UCART-19 is a potential treatment for acute lymphoblastic leukaemia (“ALL”), and is currently in phase I clinical trials. But where did it come from? Early research into CAR-T cell production and the RQR8 suicide switch, both of which are essential to the development of UCART-19, was carried out by researchers at University College London. Development of UCART-19 was then taken forward by Cellectis, a French biopharmaceutical company. In 2014, Cellectis announced that it had entered into a strategic collaboration agreement with Servier to develop and commercialise UCART-19, as well as five other product candidates. In 2015, Servier exercised an option to take exclusive rights to UCART-19. Servier then entered into a global licensing and collaborating agreement to co-develop UCART-19, with Pfizer responsible for marketing in the US and Servier responsible for potential commercialisation in the rest of the world.

Last year Pfizer sold its rights in its portfolio of allogeneic CAR-T therapies, including UCART-19, to Allogene Therapeutics Inc. Allogene was set up by Kite Pharma and Gilead specifically to develop allogeneic CAR-T therapies for cancer. UCART-19 is now Allogene’s lead investigational product. It is being developed in partnership with Servier, which is sponsoring the Phase I ALL trials in adult and paediatric patients. Allogene gained the commercialisation rights in the US from Pfizer, with Servier retaining its rights to potential commercialisation of UCART-19 in the rest of the world. UCL and King’s College London have also been running clinical trials into the application of UCART-19 in B-ALL.

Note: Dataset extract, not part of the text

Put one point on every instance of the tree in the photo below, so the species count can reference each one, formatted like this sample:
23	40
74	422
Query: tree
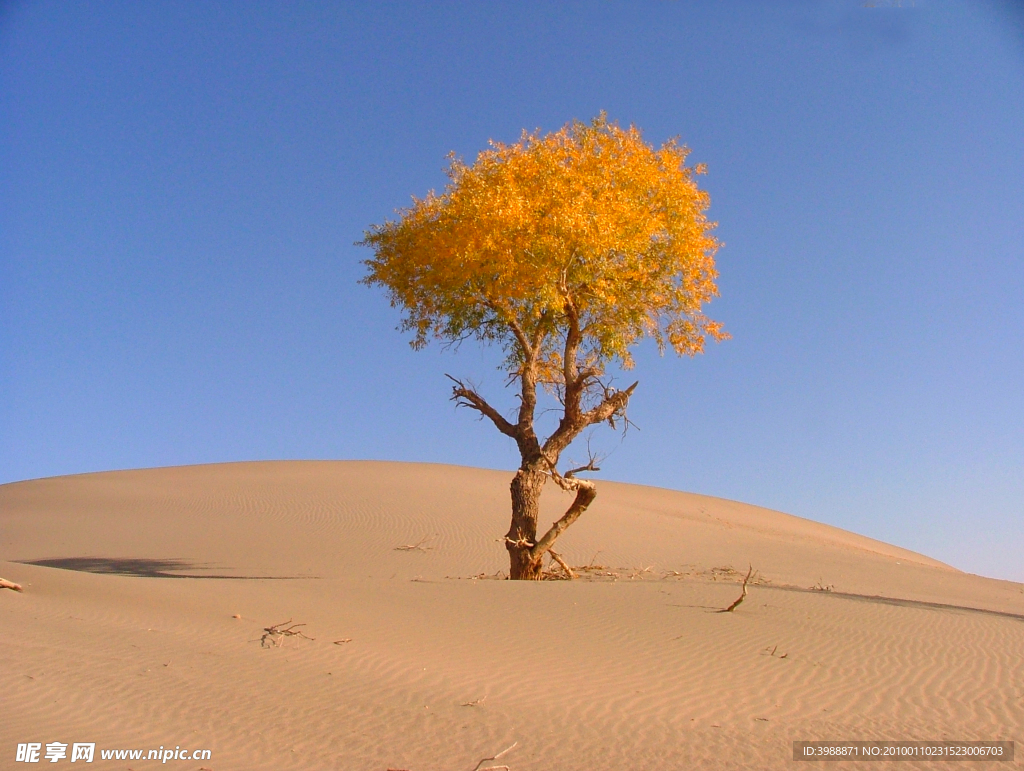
565	250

At the American Society of Hematology (ASH) 2018 conference held in December 2018, Allogene announced that initial studies treating patients with an anti-CD52 immunosuppressive preparation regime alongside UCART-19 showed an 82% complete response rate with significant cell expansion. This potential breakthrough in patient response is likely to accelerate the development of UCART-19. However, it remains to be seen whether UCART-19 will change hands again on the road to marketing authorisation, or whether Allogene and Servier will continue to develop it all the way through phases II and III.

Although commercialisation of UCART-19 is still a long way off, it is further down the developmental pipeline than any other allogeneic CAR-T therapies currently in development. It gives a clear example of how collaboration underpins many of these new therapies.